In 2020, while the majority of the newspapers featured ads and reports from industrialists praising the government for support throughout the pandemic, garment factory workers were experiencing wage thefts at high levels and the situation continues up to the current date.
On Thursday, Asia Floor Wage Alliance (AFWA) released a 193-page report centering on Covid-19 relevant wage theft in the global garment supply chains. In Pakistan, the factory owners refused 244,510 workers from a sample of 50 industrial units $85 million wages due to order canceling and non-payment of current orders by global brands. Workers have the right to wages and benefits, thus this contributes to wage theft.
The report consists of a survey: involving 605 workers from about 50 garment factories in Faisalabad, Lahore, and Karachi. Approximately 96 percent of the sampled factories hired above 1,000 workers. The report says, “Workers consistently endured wage theft during the years 2020 and 2021, with no real indication of improvement.”
The survey unveiled that all garment factory workers faced an impact on their work; 86 percent experienced layoff and 14 percent terminations. The workers also informed that in 2020, a total wage theft of 29 percent occurred, which is a drastic decline of 61 to 69 percent in wages during the lockdown from March to May and a 26 percent decline in June till October.

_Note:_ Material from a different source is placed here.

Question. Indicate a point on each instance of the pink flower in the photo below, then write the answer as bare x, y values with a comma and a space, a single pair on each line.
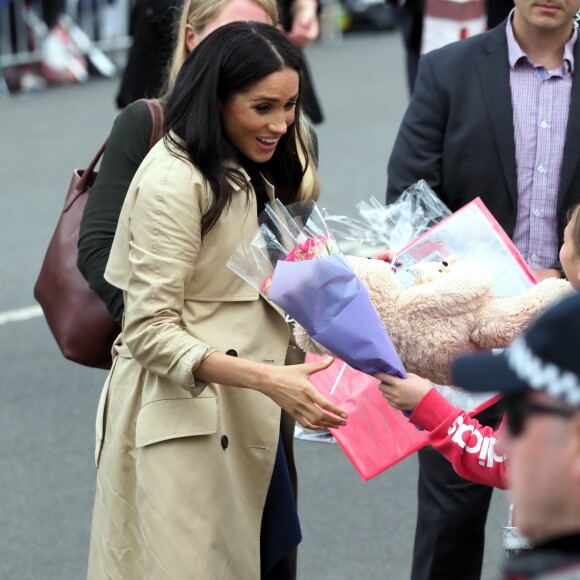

The survey also added that workers who had work experience of five years did not have sufficient savings to survive a layoff of one month. The affected workers had to live by decreasing consumption, acquiring debt, or giving away assets. March and May of 2020, 81 percent of the workers went below the poverty line defined by the World Bank, which was $3.20 a day.
According to the interviews, the garment workers faced layoffs and did not get any financial assistance for one or two months from anyone. Most of the workers fired did not get the lawfully mandated severance money. The workers who were re-employed noted an escalation in overtime work without pay compared to the previous year.
Utilization of subsidised loans not sufficient
The State Bank of Pakistan established Rs238 billion for wages in 2020 as subsidised loans. However, the report states that benefits from these programs were not efficiently given to the workers as wages.
Although owners are obligated to pay twice the standard hourly amount for overtime work, all workers surveyed were given the legally mandated rate for their overtime even before the pandemic.
The report further wrote that the provincial-level Employees’ Social Security Institutions or ESSIs (PESSI in Punjab and SESSI in Sindh) grants permanent workers to have health services and cash bonuses. Employers are compelled to provide to both plans under the law still about 65 percent of the workers did not get social security advantages even before the pandemic. The numbers showed a rise during the lockdown leading up to 80 percent of workers telling that they did not get SESSI/PESSI’s health or cash benefits in April and May.